Iran's leaders hit out at nuclear 'bullies'
Saturday 17 April 2010
Iran's leaders issued a strong challenge to the United States and Britain today accusing them of using their nuclear weapons to 'bully and intimidate' countries without the bomb.
In a message delivered to an international conference convened by the Islamic regime in Tehran, the Supreme Leader Ayatollah Ali Khamenei accused Washington and its allies of double standards by calling for nuclear non-proliferation while maintaining stockpiles of weapons of mass destruction.
In an even more uncompromising speech which made no reference to the recent START treaty committing the US and Russia to reduce their stockpiles of warheads, Iran's President Mahmoud Ahmadinejad accused the 'bullying and aggressor regime of the United States' of violating their own obligations to disarmament under the Nuclear Non Proliferation Treaty (NPT) while seeking to punish other NPT states which did not possess weapons. He demanded that the US and other nuclear armed nations should be ejected from the board of directors of the UN nuclear watchdog the IAEA.
Iran is hosting the Tehran conference as part of what appears to be a concerted diplomatic campaign to turn the tables on the Western powers amid efforts by President Barack Obama to rally support in the UN for harsh sanctions on Iran over its nuclear programme.
Tehran is preparing the ground for a fresh counter attack in the nuclear standoff by seeking support from sympathetic governments who routinely accuse the nuclear armed states of hypocrisy, ahead of a 190 nation conference to review the forty year old NPT to be held in New York next month. It wants the right to enrich uranium to be reinforced in the treaty.
The Tehran gathering comes just days after President Obama used a meeting of 50 governments in Washington to discuss nuclear disarmament t\o support sanctions on Iran. Iranian ministers, who were not invited to Washington denied yesterday that their event was organized as a counterweight
Delegates gathered at a convention centre in north western suburb of the Iranian capital were first shown a film of the aftermath of the atomic bombing of Hiroshima and Nagasaki in 1945. In his address Mr Ahmadinejad then told them that America was the planet's only 'atomic criminal' and accused it of using a weapon of 'atomic waste' during the waron Iraq. He stressed meanwhile that Iran, which the West accuses of seeking a nuclear weapons capability, regarded nuclear weapons as 'haram' or forbidden under Islamic teaching. He said a 'handful of arrogant and expansionist states' were determined to maintain their nuclear arsenals and to arm their ally 'the Zionist regime'.

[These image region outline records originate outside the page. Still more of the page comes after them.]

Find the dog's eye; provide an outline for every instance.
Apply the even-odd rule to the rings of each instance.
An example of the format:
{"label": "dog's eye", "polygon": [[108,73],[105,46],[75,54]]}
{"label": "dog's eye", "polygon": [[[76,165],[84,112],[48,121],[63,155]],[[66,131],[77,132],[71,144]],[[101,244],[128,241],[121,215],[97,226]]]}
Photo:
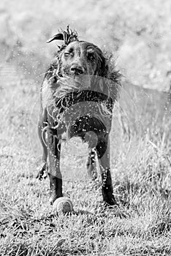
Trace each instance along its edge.
{"label": "dog's eye", "polygon": [[65,57],[67,57],[67,56],[69,56],[69,54],[70,54],[70,53],[65,52],[65,53],[64,53],[64,56],[65,56]]}
{"label": "dog's eye", "polygon": [[95,57],[94,57],[94,53],[88,53],[88,59],[89,59],[90,61],[94,61],[94,59],[95,59]]}

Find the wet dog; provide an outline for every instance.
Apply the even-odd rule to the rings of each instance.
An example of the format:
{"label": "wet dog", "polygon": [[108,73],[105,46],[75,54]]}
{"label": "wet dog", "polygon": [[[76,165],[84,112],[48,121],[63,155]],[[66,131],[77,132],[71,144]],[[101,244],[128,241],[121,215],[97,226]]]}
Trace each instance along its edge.
{"label": "wet dog", "polygon": [[[88,173],[99,162],[104,202],[115,205],[110,167],[109,134],[113,108],[118,95],[120,77],[115,64],[95,45],[79,40],[76,31],[67,27],[50,39],[63,40],[47,71],[41,87],[41,109],[38,125],[43,147],[43,167],[50,178],[50,202],[62,197],[60,151],[62,134],[69,139],[80,136],[88,143]],[[48,160],[48,162],[47,162]]]}

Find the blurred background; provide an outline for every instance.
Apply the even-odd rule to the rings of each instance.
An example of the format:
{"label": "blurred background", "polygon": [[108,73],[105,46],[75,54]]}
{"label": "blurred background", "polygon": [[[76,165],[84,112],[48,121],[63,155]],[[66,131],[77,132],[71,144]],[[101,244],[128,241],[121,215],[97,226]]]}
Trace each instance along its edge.
{"label": "blurred background", "polygon": [[1,0],[0,86],[19,75],[39,82],[57,50],[47,39],[69,24],[80,39],[113,52],[132,83],[168,91],[170,13],[170,0]]}

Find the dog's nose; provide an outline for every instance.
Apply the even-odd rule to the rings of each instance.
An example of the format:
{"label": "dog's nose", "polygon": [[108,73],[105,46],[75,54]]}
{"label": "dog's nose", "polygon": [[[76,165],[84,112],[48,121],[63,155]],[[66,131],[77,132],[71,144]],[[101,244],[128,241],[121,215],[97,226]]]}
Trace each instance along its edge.
{"label": "dog's nose", "polygon": [[84,72],[83,68],[78,64],[72,64],[70,68],[71,72],[76,75],[82,75]]}

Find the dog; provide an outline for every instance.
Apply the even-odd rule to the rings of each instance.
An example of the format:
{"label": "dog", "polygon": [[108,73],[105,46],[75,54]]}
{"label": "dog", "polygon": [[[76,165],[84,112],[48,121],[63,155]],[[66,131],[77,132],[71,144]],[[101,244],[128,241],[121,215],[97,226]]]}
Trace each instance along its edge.
{"label": "dog", "polygon": [[45,73],[40,90],[38,134],[43,148],[43,166],[50,178],[50,203],[63,196],[60,170],[62,134],[80,136],[88,143],[88,171],[93,173],[97,155],[102,179],[102,197],[107,205],[116,204],[110,167],[109,134],[113,109],[119,94],[121,74],[111,57],[93,43],[79,40],[69,26],[48,42],[62,40]]}

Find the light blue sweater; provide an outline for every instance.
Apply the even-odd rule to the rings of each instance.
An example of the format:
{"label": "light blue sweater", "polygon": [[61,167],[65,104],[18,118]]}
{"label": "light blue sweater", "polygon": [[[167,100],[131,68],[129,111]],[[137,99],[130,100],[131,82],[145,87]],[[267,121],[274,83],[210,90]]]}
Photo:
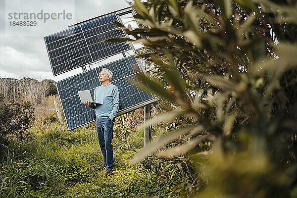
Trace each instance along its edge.
{"label": "light blue sweater", "polygon": [[117,87],[112,84],[97,87],[94,90],[94,101],[102,104],[95,105],[96,117],[99,118],[109,117],[112,120],[120,106]]}

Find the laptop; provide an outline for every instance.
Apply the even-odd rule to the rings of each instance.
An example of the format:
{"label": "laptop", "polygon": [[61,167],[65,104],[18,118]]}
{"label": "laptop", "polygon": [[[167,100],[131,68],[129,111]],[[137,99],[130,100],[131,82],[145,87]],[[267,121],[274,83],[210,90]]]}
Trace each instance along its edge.
{"label": "laptop", "polygon": [[96,104],[102,104],[102,103],[96,102],[93,100],[90,90],[79,91],[78,92],[82,103],[85,103],[88,100]]}

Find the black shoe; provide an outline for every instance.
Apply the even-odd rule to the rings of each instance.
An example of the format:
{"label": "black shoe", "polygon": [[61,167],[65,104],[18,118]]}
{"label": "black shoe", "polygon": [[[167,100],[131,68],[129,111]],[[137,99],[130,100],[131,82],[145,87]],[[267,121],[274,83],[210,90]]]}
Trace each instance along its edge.
{"label": "black shoe", "polygon": [[113,175],[113,172],[112,172],[112,169],[107,169],[106,170],[106,173],[105,173],[106,176]]}
{"label": "black shoe", "polygon": [[103,166],[100,166],[99,168],[97,168],[97,170],[104,170],[106,169],[107,167],[105,165],[105,164],[104,164]]}

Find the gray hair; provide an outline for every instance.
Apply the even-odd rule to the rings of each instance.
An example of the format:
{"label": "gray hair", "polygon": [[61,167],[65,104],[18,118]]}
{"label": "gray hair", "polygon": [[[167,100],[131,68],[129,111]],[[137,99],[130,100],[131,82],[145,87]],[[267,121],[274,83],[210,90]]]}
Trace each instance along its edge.
{"label": "gray hair", "polygon": [[111,80],[111,79],[112,79],[112,77],[113,77],[113,74],[112,73],[112,72],[111,71],[110,71],[109,69],[107,69],[105,68],[102,68],[102,71],[105,71],[105,72],[106,73],[106,74],[107,74],[108,76],[110,76],[110,78],[109,79],[109,80]]}

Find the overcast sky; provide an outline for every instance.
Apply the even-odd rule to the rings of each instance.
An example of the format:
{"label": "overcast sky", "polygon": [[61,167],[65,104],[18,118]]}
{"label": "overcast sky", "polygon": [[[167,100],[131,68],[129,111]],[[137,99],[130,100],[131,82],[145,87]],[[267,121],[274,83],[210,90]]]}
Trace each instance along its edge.
{"label": "overcast sky", "polygon": [[[20,12],[24,8],[22,8],[22,5],[20,5],[20,3],[18,3],[19,0],[9,0],[9,2],[15,1],[13,4],[14,7],[12,9]],[[44,5],[44,5],[36,5],[37,4],[32,3],[35,0],[21,0],[22,2],[28,0],[28,2],[32,4],[31,6],[34,7],[36,10],[39,10],[41,9],[45,10],[46,9],[50,11],[55,10],[57,8],[60,9],[63,6],[65,6],[68,7],[68,10],[72,12],[73,17],[71,20],[59,20],[52,21],[47,23],[48,25],[46,28],[45,28],[44,26],[39,27],[39,28],[43,28],[42,30],[42,30],[42,34],[45,34],[43,36],[11,36],[12,34],[22,35],[22,34],[25,34],[25,33],[21,27],[12,29],[12,32],[11,29],[7,28],[7,12],[8,9],[11,11],[11,4],[8,5],[10,3],[7,3],[6,1],[5,7],[5,0],[0,0],[1,9],[0,11],[1,19],[0,21],[0,77],[20,79],[26,77],[35,78],[38,80],[50,79],[57,81],[68,77],[67,75],[63,75],[63,74],[59,75],[61,76],[53,77],[44,37],[67,29],[68,26],[73,23],[78,23],[130,6],[125,0],[69,0],[68,1],[60,0],[44,0],[44,2],[46,1],[47,3],[45,4],[46,5]],[[42,1],[40,0],[40,1]],[[63,3],[61,1],[63,1]],[[63,4],[66,1],[70,3],[73,2],[73,5],[71,3],[67,5]],[[8,5],[10,6],[9,8]],[[42,6],[46,6],[46,8],[39,7]],[[71,8],[73,8],[73,7],[74,7],[73,10],[72,10]],[[6,22],[5,17],[6,17]],[[53,22],[56,23],[53,23]],[[72,22],[73,23],[71,23]],[[6,25],[6,32],[5,25]],[[32,35],[37,32],[36,30],[33,28],[30,30],[32,31],[31,33]],[[73,75],[75,71],[71,72],[67,74],[68,76]],[[78,71],[76,71],[76,73]],[[79,72],[81,72],[81,69]]]}

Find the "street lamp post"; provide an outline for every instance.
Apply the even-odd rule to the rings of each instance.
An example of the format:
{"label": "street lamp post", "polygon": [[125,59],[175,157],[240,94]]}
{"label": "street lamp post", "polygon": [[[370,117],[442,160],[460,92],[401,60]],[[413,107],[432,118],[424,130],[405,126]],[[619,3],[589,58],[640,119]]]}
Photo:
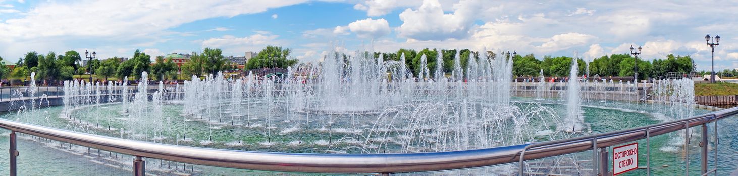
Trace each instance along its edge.
{"label": "street lamp post", "polygon": [[96,53],[95,52],[93,51],[92,52],[92,57],[89,57],[89,54],[90,53],[88,52],[87,50],[85,50],[85,58],[88,59],[88,60],[87,60],[87,72],[90,73],[90,81],[89,81],[89,82],[92,82],[92,71],[91,71],[90,70],[92,69],[92,59],[94,59],[95,55],[97,53]]}
{"label": "street lamp post", "polygon": [[635,57],[635,71],[633,72],[633,83],[636,84],[638,83],[638,54],[641,54],[641,49],[643,49],[643,48],[641,48],[641,46],[638,46],[638,50],[633,51],[633,46],[630,46],[630,54],[633,54],[633,56]]}
{"label": "street lamp post", "polygon": [[[712,39],[712,43],[710,43],[710,39]],[[717,35],[715,38],[711,38],[710,35],[708,34],[705,35],[705,41],[712,49],[712,71],[710,72],[710,83],[715,83],[715,47],[720,44],[720,35]]]}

The slogan for the two day meeting which can be seen on billboards around the Iranian capital is 'Nuclear energy for all, nuclear power for none'.
Russa and China, both being lobbied hard by the US to support a punitive sanctions package against Iran have sent delegates to Tehran. Neither the US nor any of the Eiropean Union's 27 nations are represented.
The Iranian president pledged Iran's full cooperation with global disarmament but called for the US to be kicked out of the Board of Directors of the IAEA, the UN's nuclear watchdog. He said Iran also wanted to see the launch of an independent international panel to supervise nuclear disarmament under the NPT and urgent reform of the UN Security Council.
Fraser Cameron, director of the EU=Russia thinktank, who is attending the conference, said it was 'astonishing' in the context of international efforts to resolve the nuclear standoff, that Mr Ahmadinejad had chosen to disregard the new disarmament treaty signed by the US and Russia in his keynote speech. 'This shows his attitude is still that he wants to blame the Great Satan for all the world's evils'
But he said Western powers should show more understanding for Iran's grievances. Delegates from a number of developing countries said the speech had to be seen in the context of Iran's belief in its right to develop a peaceful nuclear energy programme.